~ After eight scoreless innings, Wainwright gave up two runsin the ninth.
ST. LOUIS -- The offense-starved Los Angeles Dodgers tried James Loney in the third slot for only the fourth time all season. He looked right at home there.
Loney's two-run, ninth-inning home run off Adam Wainwright snapped a scoreless tie and the Dodgers held on to beat the St. Louis Cardinals 2-1 on Friday night.
"We started a little slow tonight," Loney said. "It was a good pitching duel, but basically somebody's got to win."
Before Loney hit his fifth homer into the right-field seats on an 0-1 pitch, the Dodgers had been on the verge of being shut out for the fifth time in seven games. After Russell Martin singled, Loney homered for the first time since July 24.
"These bats will get going," manager Grady Little said. "We've got too many good quality hitters not to bust out. It'll happen."
The homer was the first allowed by Wainwright (10-9) in seven starts covering 48 1/3 innings. Cardinals pitchers had thrown 25 consecutive scoreless innings before the homer by Loney, who just missed a homer in the fourth on a drive that sailed just foul.
Wainwright allowed two runs and six hits in his first career complete game, striking out five and walking one. On the decisive pitch, he tried unsuccessfully to come inside on Loney.

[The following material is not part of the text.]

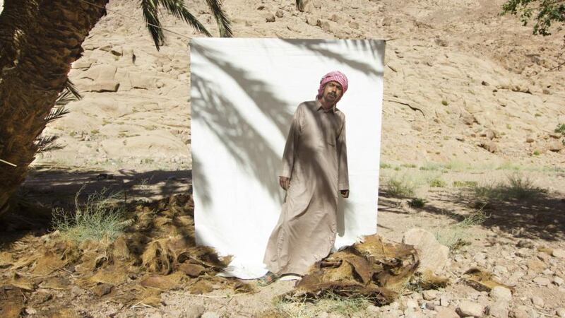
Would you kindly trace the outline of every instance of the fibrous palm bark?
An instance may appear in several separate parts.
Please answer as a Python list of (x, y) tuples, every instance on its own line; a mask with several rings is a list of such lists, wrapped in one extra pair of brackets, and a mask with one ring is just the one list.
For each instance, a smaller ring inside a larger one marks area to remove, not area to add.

"It's definitely not how you want to end the game," Wainwright said. "It probably wasn't the best pitch selection."
Brad Penny worked seven innings of five-hit ball for the Dodgers, who won for only the second time in eight games. Joe Beimel (3-1) allowed an intentional walk in the eighth, Albert Pujols on a 2-0 count with no one on and two outs, and Takashi Saito worked out of trouble for his 29th save in 32 chances.

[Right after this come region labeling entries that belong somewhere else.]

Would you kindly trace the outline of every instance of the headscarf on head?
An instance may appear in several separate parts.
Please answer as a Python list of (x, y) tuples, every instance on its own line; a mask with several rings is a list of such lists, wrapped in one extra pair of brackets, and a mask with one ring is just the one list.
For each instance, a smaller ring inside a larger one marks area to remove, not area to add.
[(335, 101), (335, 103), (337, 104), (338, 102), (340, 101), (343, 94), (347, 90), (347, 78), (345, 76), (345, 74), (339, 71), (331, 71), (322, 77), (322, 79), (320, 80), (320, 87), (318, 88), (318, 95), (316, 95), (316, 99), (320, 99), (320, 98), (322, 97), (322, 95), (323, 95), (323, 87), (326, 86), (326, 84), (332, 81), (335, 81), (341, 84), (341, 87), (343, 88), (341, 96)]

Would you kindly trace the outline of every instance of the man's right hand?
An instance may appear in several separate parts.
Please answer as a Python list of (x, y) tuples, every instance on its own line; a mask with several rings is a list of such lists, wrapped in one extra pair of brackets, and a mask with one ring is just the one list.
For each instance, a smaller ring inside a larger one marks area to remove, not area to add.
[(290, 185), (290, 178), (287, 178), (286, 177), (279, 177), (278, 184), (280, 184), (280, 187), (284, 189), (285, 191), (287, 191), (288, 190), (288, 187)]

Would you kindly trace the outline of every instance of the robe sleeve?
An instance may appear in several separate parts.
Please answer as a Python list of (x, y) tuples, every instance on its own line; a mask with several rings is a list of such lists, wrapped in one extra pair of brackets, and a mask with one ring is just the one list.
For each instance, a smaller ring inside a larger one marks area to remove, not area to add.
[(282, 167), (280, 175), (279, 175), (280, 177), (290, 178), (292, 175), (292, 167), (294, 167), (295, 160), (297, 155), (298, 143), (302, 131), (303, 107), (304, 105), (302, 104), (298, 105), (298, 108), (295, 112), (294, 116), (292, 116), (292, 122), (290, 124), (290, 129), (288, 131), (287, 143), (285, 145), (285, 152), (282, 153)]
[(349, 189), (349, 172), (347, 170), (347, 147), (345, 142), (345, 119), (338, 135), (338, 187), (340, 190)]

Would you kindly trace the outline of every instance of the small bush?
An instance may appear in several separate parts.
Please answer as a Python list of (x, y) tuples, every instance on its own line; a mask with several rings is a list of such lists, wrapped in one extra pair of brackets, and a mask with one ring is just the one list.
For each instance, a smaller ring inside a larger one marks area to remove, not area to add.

Saito allowed a leadoff walk to Jim Edmonds and a one-out single to Rick Ankiel. Yadier Molina followed with his third hit of the game, an infield hit off the glove of diving third baseman Nomar Garciaparra, to cut the gap to 2-1. Saito struck out pinch-hitter Ryan Ludwick and Adam Kennedy, the latter on a pitch in his eyes, to end the game.
"I dug myself a hole," Saito said through an interpreter. "But we were able to win the game somehow."
Ankiel, the former pitcher who hit a three-run homer on Thursday in his major league debut as an outfielder, went 1-for-4 for the second straight game. He has struck out four times in eight at-bats.
Penny struck out six and walked three in an outing that lowered his ERA to 2.54. The Cardinals were 0-for-5 with runners in scoring position against Penny, with Jim Edmonds and Pujols grounding into double plays with two on to end the first and fifth.
"I had all three pitches I could throw for strikes, and that helped a lot," Penny said. "I always tell myself, good pitching gets good hitting out."
Shortstop Rafael Furcal went behind the bag at second to snare Pujols' bouncer in the key defensive play for the Dodgers.
"That's probably the difference in the game," Penny said.
Molina singled his first two at-bats, giving him five straight hits with a walk over two games, before flying out in the seventh.
Edmonds robbed Martin twice with running catches, one near the center-field wall in the first and swooping in to snare a sinking liner to end the sixth.